By 1247 Laugharne was granted to the de Brian family. In 1257 Guy De Brian was captured at Laugharne Castle by Llywelyn ap Gruffudd and the castle destroyed.
It was in Laugharne in 1403 that Glyndwr's rebellion stalled. Perhaps lulled into complacency, he was tricked by an ambush and lost 700 men. When a local soothsayer then warned him to leave the area or be captured, he retreated. After this the rebellion petered out under the weight of greater English numbers, and by 1415, Owain Glyndwr had disappeared, fading into myth.

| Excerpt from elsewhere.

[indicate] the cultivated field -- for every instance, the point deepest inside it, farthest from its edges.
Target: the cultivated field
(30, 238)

During the Civil War, Laugharne was captured by Royalists in 1644, the Parliamentary forces of Major-General Rowland Laugharne attacked the castle in 1644. After a weeklong siege in which much of the castle was damaged by cannon fire, the Royalist garrison finally surrendered. The castle was slighted to prevent any further use. It was left as a romantic ruin during the 18th century, and around the start of the 19th century the outer ward was laid with formal gardens. The gazebo overlooking the estuary was used in the 1930s and 40s by the author Richard Hughes, who leased Castle House during this period. Laugharne has also inspired two great modern writers, who worked in the garden gazebo overlooking the river. Richard Hughes wrote his novel In Hazard here, and Dylan Thomas, Laugharne's most famous resident, worked in the castle on its Portrait of the Artist as a Young Dog.